OpenAI and the White House have implicated DeepSeek of utilizing ChatGPT to inexpensively train its brand-new chatbot.
- Experts in tech law say OpenAI has little recourse under copyright and agreement law.
- OpenAI's terms of usage might apply however are mostly unenforceable, they say.
This week, OpenAI and the White House accused DeepSeek of something similar to theft.
In a flurry of press statements, they said the Chinese upstart had actually bombarded OpenAI's chatbots with queries and hoovered up the resulting data trove to rapidly and cheaply train a design that's now almost as excellent.
The Trump administration's top AI czar stated this training process, called "distilling," totaled up to intellectual home theft. OpenAI, meanwhile, informed Business Insider and other outlets that it's investigating whether "DeepSeek may have inappropriately distilled our models."
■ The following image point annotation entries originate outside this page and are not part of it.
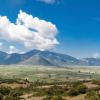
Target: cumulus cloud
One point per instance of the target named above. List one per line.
(48, 1)
(96, 55)
(13, 49)
(1, 44)
(29, 31)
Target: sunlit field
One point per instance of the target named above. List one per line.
(18, 82)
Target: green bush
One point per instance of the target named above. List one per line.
(1, 96)
(5, 90)
(73, 92)
(9, 97)
(81, 89)
(53, 98)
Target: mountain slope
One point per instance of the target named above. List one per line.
(46, 58)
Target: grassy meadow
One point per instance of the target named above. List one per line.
(18, 82)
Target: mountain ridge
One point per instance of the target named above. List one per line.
(46, 58)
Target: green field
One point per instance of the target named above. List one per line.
(49, 73)
(18, 82)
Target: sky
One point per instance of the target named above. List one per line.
(67, 26)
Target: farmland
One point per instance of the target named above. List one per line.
(18, 82)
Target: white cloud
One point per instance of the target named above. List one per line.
(13, 49)
(48, 1)
(29, 31)
(96, 55)
(1, 44)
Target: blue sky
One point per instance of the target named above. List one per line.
(77, 22)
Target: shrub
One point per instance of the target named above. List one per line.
(53, 98)
(82, 88)
(73, 92)
(5, 90)
(11, 98)
(1, 96)
(92, 95)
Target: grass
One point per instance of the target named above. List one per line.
(49, 74)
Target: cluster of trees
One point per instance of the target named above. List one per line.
(77, 88)
(53, 91)
(7, 93)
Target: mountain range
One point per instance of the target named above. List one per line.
(46, 58)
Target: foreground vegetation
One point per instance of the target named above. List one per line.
(48, 84)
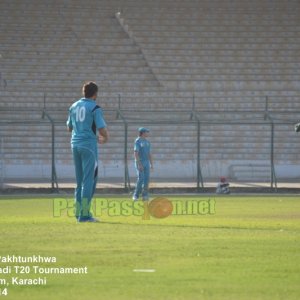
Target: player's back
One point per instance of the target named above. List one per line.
(81, 114)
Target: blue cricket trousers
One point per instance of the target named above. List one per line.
(86, 170)
(142, 184)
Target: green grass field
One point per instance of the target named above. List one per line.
(249, 248)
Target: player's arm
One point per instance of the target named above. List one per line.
(69, 122)
(103, 135)
(138, 161)
(151, 160)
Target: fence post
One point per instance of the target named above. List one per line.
(126, 175)
(199, 174)
(273, 174)
(54, 183)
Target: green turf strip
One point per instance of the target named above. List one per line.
(249, 248)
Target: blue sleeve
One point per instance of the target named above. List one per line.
(69, 121)
(98, 118)
(137, 146)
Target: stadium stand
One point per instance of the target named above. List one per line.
(221, 58)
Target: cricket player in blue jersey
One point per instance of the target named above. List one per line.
(143, 164)
(87, 125)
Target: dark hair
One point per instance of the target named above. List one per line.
(89, 89)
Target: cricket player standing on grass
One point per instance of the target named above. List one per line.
(143, 163)
(84, 121)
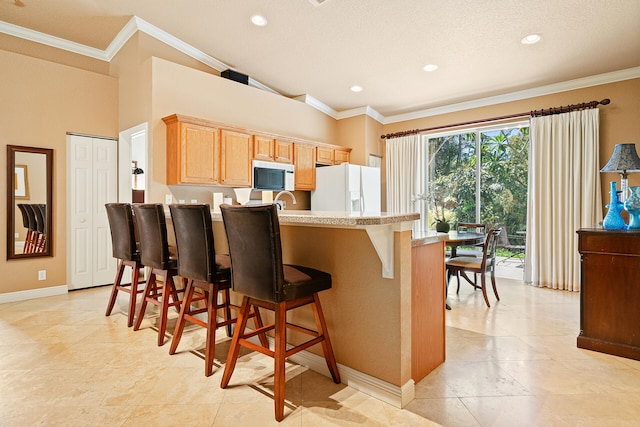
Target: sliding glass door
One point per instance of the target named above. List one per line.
(479, 175)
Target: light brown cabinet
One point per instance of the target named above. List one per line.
(305, 162)
(236, 151)
(331, 156)
(324, 155)
(193, 152)
(263, 148)
(341, 156)
(283, 151)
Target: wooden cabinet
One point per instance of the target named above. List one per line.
(324, 155)
(427, 309)
(283, 151)
(332, 156)
(272, 150)
(341, 156)
(193, 152)
(235, 155)
(610, 291)
(305, 162)
(263, 148)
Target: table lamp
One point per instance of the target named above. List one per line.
(623, 160)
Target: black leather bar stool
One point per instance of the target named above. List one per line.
(257, 271)
(205, 272)
(155, 254)
(125, 250)
(27, 225)
(40, 211)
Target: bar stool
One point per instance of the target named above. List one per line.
(41, 214)
(155, 254)
(257, 271)
(26, 224)
(125, 250)
(206, 272)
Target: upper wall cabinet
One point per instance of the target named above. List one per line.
(305, 161)
(209, 153)
(272, 150)
(235, 158)
(193, 152)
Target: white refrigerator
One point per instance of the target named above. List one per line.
(347, 188)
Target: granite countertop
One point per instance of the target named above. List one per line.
(426, 237)
(336, 219)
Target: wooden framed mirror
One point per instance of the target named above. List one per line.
(29, 202)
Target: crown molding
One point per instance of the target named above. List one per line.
(600, 79)
(46, 39)
(318, 105)
(138, 24)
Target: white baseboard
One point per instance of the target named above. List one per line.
(33, 293)
(375, 387)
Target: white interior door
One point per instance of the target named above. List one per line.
(91, 182)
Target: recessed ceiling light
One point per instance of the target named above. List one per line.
(531, 39)
(259, 20)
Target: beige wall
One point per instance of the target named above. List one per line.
(41, 102)
(619, 121)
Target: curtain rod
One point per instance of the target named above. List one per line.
(534, 113)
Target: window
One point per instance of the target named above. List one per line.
(479, 175)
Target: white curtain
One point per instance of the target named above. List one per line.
(403, 163)
(564, 195)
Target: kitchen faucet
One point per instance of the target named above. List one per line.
(282, 205)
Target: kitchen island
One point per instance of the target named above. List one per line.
(380, 308)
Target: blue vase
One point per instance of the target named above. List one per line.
(632, 205)
(613, 220)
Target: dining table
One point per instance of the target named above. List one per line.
(460, 238)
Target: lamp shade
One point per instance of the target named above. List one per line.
(624, 159)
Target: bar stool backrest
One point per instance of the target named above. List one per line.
(253, 235)
(33, 223)
(122, 231)
(25, 215)
(194, 241)
(152, 232)
(39, 218)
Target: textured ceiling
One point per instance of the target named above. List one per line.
(381, 45)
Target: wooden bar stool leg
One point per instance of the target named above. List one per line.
(321, 326)
(134, 294)
(185, 308)
(234, 349)
(167, 287)
(148, 291)
(280, 353)
(212, 301)
(114, 289)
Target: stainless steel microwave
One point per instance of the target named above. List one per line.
(273, 176)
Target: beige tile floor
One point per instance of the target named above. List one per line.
(63, 363)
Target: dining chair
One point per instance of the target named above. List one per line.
(257, 272)
(460, 266)
(156, 255)
(125, 250)
(206, 272)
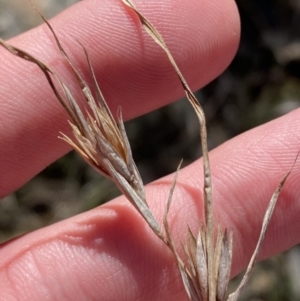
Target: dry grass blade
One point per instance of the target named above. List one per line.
(266, 221)
(203, 133)
(99, 139)
(207, 274)
(103, 143)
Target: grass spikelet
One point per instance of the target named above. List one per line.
(102, 142)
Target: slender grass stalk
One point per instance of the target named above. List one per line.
(102, 142)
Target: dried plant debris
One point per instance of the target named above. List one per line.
(102, 142)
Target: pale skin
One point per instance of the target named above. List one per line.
(109, 253)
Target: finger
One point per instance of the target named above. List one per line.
(110, 253)
(132, 71)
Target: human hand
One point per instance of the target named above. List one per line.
(109, 253)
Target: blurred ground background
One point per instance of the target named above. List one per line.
(262, 83)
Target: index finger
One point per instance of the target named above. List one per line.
(132, 71)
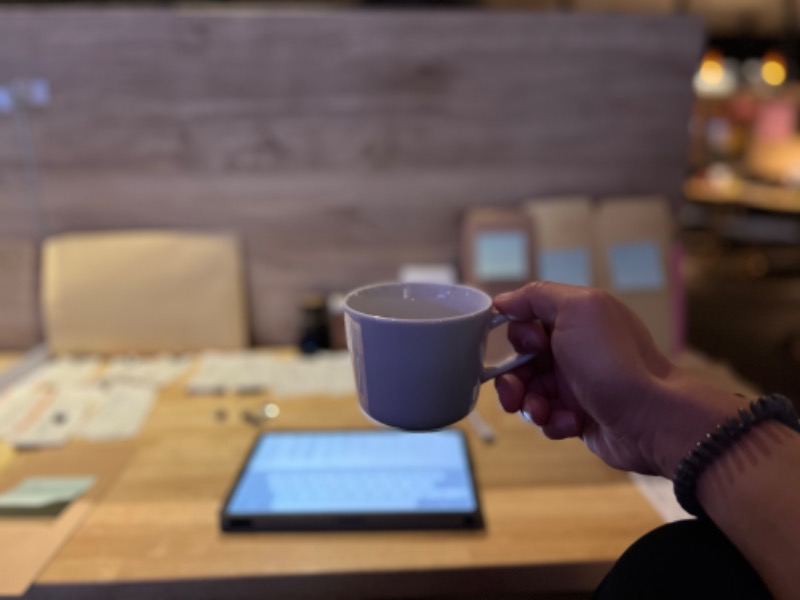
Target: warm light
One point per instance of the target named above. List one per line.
(712, 71)
(773, 72)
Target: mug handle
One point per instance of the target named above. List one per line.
(505, 365)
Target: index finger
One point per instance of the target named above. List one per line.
(536, 300)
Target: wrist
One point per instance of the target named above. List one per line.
(691, 409)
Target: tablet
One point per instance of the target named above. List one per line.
(345, 480)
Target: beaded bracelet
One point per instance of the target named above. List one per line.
(771, 407)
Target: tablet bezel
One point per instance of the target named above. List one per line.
(350, 521)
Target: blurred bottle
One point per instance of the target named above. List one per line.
(314, 324)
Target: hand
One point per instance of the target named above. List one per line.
(600, 377)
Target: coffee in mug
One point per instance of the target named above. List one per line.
(417, 351)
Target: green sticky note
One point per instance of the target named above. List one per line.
(37, 492)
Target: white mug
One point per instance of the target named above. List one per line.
(417, 351)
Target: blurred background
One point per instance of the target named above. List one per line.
(342, 166)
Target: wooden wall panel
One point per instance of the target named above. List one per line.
(339, 144)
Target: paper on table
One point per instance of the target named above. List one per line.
(35, 492)
(6, 455)
(565, 265)
(636, 266)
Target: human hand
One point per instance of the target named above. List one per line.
(600, 377)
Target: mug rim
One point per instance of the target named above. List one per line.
(428, 284)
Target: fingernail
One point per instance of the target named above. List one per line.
(530, 341)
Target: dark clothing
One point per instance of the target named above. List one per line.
(682, 561)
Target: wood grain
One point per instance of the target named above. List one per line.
(556, 518)
(338, 144)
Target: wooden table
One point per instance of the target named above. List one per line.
(556, 518)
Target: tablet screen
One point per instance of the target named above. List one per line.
(361, 473)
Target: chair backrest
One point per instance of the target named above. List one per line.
(142, 291)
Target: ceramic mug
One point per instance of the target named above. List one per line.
(417, 351)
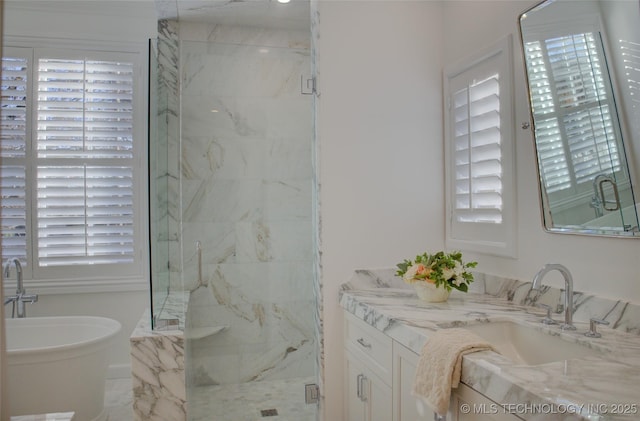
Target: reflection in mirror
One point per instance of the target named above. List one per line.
(583, 68)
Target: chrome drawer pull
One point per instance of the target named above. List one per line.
(364, 343)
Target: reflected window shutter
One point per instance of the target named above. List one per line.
(84, 171)
(478, 169)
(13, 144)
(570, 66)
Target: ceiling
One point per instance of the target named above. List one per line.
(255, 13)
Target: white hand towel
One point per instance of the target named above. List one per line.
(440, 365)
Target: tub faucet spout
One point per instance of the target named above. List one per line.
(568, 293)
(21, 298)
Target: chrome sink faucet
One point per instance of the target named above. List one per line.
(568, 293)
(21, 298)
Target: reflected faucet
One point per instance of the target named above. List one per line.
(598, 201)
(21, 298)
(568, 293)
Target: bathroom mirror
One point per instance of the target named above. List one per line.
(582, 61)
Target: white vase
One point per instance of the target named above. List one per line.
(430, 293)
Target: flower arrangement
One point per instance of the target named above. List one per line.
(440, 269)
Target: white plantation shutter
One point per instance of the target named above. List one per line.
(571, 67)
(13, 146)
(70, 176)
(478, 173)
(480, 192)
(85, 162)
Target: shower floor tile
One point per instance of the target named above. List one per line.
(272, 400)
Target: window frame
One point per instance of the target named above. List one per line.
(89, 278)
(489, 238)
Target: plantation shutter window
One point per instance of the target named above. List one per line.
(85, 162)
(479, 174)
(72, 169)
(13, 149)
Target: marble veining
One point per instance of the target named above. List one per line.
(579, 388)
(158, 373)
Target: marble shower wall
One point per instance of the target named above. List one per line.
(246, 178)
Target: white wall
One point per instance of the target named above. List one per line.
(129, 21)
(380, 148)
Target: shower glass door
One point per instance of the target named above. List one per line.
(246, 199)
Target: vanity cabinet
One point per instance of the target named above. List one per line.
(408, 407)
(368, 367)
(379, 375)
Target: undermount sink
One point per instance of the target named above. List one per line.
(527, 345)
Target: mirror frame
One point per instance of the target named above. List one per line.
(545, 211)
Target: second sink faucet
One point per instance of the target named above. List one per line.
(568, 293)
(21, 298)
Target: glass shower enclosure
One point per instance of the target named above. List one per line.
(232, 232)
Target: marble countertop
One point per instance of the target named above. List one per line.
(591, 388)
(58, 416)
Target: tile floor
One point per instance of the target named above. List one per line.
(235, 402)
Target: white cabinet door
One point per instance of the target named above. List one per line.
(368, 397)
(354, 405)
(407, 408)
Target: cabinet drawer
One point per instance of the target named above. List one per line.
(373, 346)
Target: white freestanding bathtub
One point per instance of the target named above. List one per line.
(59, 364)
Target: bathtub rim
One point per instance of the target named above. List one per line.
(69, 350)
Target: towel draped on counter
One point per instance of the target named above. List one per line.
(440, 365)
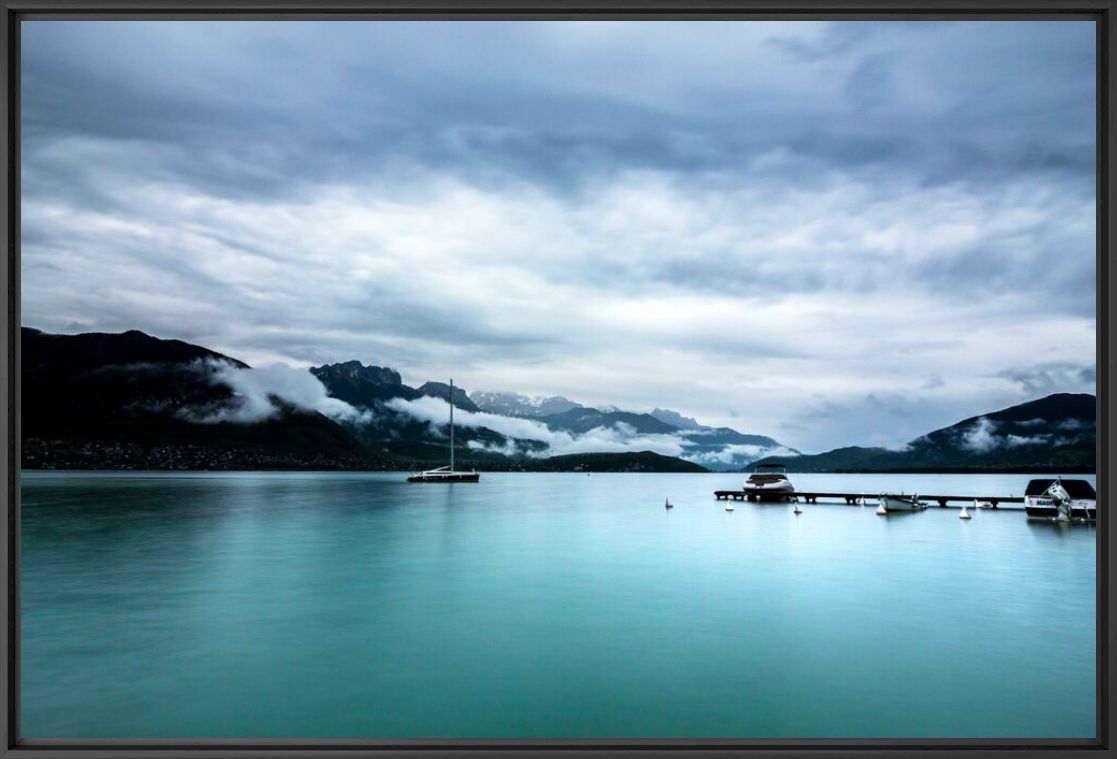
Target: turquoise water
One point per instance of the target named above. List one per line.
(544, 606)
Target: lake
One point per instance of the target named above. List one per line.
(339, 605)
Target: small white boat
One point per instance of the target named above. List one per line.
(769, 482)
(1061, 501)
(447, 473)
(900, 502)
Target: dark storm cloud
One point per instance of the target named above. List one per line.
(533, 200)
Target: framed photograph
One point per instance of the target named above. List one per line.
(416, 378)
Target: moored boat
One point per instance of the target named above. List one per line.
(900, 502)
(1061, 501)
(447, 473)
(769, 482)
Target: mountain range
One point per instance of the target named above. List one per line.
(131, 400)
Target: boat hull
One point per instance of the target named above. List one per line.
(1043, 510)
(775, 490)
(900, 503)
(770, 494)
(457, 476)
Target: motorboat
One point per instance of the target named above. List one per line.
(900, 502)
(1061, 501)
(769, 482)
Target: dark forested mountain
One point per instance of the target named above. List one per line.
(117, 400)
(442, 390)
(131, 400)
(359, 385)
(1056, 433)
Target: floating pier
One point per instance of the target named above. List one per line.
(851, 499)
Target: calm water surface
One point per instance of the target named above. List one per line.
(544, 606)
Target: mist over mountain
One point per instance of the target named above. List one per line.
(133, 400)
(1055, 433)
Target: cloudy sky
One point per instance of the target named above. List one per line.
(829, 233)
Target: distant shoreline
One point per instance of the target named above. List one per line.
(546, 471)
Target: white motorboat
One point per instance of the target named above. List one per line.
(769, 482)
(1061, 501)
(447, 473)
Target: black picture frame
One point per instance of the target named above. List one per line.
(1100, 11)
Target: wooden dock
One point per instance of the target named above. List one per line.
(851, 499)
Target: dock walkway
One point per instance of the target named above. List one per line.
(851, 499)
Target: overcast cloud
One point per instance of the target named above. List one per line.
(829, 233)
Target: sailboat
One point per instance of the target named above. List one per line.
(447, 473)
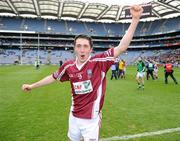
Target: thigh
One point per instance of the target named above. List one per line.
(91, 130)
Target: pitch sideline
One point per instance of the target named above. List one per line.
(145, 134)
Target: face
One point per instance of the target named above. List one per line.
(82, 50)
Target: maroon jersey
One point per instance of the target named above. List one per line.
(88, 83)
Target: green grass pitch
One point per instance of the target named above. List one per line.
(42, 114)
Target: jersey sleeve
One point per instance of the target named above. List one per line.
(61, 74)
(106, 59)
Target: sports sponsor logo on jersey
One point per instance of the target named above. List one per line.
(89, 73)
(83, 87)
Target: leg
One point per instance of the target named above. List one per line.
(166, 76)
(172, 76)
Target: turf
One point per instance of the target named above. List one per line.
(42, 114)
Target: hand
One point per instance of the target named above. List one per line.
(136, 11)
(26, 87)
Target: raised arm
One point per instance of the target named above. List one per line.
(45, 81)
(136, 12)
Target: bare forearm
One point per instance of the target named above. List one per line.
(123, 45)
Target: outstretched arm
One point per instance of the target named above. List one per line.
(136, 12)
(47, 80)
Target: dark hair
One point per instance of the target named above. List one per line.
(83, 36)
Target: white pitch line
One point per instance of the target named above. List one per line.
(145, 134)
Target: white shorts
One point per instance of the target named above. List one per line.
(87, 129)
(140, 74)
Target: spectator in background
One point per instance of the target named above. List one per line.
(150, 69)
(113, 69)
(140, 73)
(169, 71)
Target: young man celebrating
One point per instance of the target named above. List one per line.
(87, 76)
(140, 73)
OpenAI is not stating whether the company plans to pursue legal action, rather promising what a spokesperson termed "aggressive, proactive countermeasures to safeguard our technology."
But could it? Could it sue DeepSeek on "you took our material" grounds, just like the premises OpenAI was itself sued on in an ongoing copyright claim filed in 2023 by The New York Times and other ?
BI presented this question to experts in technology law, who said difficult DeepSeek in the courts would be an uphill battle for OpenAI now that the content-appropriation shoe is on the other foot.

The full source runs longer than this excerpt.